CSR sendiri pada dasarnya merupakan salah satu bentuk upaya dunia usaha dalam peningkatan kualitas masyarakat dan lingkungan. Hal tersebut tergambar dari mulainya terjadinya pergeseran paradigma dalam pengelolaan CSR, yang semula lebih banyak bersifat philanthropy (bantuan kemanusiaan yang bersumber dari nilai kedermawanan) menuju aspek-aspek pemberdayaan masyarakat yang lebih luas dan berdimensi jangka panjang. Peran masyarakat sipil dalam pembangunan lebih banyak dimotori oleh organisasi masyarakat sipil atau civil society organization (CSO). Ketika kesadaran atas peran masyarakat sipil menjadi sebuah kebutuhan penting, ternyata keberadaan CSO masih mengandung berbagai persoalan mendasar, di antaranya kesenjangan pendanaan kerja jangka panjang, masih lemahnya kapasitas dan struktur kelembangaan, serta eksklusivitas kerja CSO yang minim inisisatif untuk bersinergi dengan pelaku pembangunan lain.

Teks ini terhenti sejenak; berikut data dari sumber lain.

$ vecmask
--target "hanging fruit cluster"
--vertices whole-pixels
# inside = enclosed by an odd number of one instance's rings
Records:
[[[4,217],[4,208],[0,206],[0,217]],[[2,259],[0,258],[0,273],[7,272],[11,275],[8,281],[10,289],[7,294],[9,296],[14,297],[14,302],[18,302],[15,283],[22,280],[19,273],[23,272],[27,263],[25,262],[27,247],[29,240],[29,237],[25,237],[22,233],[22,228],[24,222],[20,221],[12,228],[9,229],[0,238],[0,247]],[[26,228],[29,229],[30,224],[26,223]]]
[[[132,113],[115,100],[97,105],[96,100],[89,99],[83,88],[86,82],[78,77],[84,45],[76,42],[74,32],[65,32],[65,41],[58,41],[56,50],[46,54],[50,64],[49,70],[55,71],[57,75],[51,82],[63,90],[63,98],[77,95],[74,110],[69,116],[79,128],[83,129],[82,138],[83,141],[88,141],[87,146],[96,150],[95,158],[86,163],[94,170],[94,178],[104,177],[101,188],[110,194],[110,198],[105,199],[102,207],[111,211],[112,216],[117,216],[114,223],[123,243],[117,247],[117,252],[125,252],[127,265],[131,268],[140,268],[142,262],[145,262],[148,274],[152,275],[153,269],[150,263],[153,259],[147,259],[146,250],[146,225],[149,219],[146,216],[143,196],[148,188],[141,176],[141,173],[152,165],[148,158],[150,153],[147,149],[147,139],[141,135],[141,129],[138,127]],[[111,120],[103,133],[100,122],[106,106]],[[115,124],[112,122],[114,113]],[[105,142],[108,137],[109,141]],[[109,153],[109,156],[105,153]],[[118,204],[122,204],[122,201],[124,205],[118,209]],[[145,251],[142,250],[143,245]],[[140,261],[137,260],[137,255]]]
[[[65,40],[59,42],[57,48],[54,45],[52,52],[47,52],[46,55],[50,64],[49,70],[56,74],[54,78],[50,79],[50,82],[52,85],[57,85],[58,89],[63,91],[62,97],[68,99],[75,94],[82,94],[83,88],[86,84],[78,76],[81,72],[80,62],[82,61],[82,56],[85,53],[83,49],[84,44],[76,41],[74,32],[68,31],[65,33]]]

Hal yang paling menonjol adalah ketergantungan CSO yang masih sangat bersandar pada pendanaan lembaga donor (terutama dari lembaga donor asing). Hal ini jelas menyebabkan CSO memiliki keterbatasan dalam mengembangkan program yang berbasiskan konteks kebutuhan lokal dan berdimensi jangka panjang. Kini, CSO dihadapkan pada penurunan ketersediaan dukungan pendanaan dari lembaga donor asing. Berbagai inisiatif kreatif dan inovatif dalam pemberdayaan masyarakat dan lingkungan terancam tidak mendapatkan dukungan yang berkelanjutan. Sinergi CSO dan dunia usaha, khususnya melalui pengelolaan CSR, merupakan sebuah upaya untuk mewujudkan kerangka kemitraan masa depan dalam pembangunan berkelanjutan di Indonesia.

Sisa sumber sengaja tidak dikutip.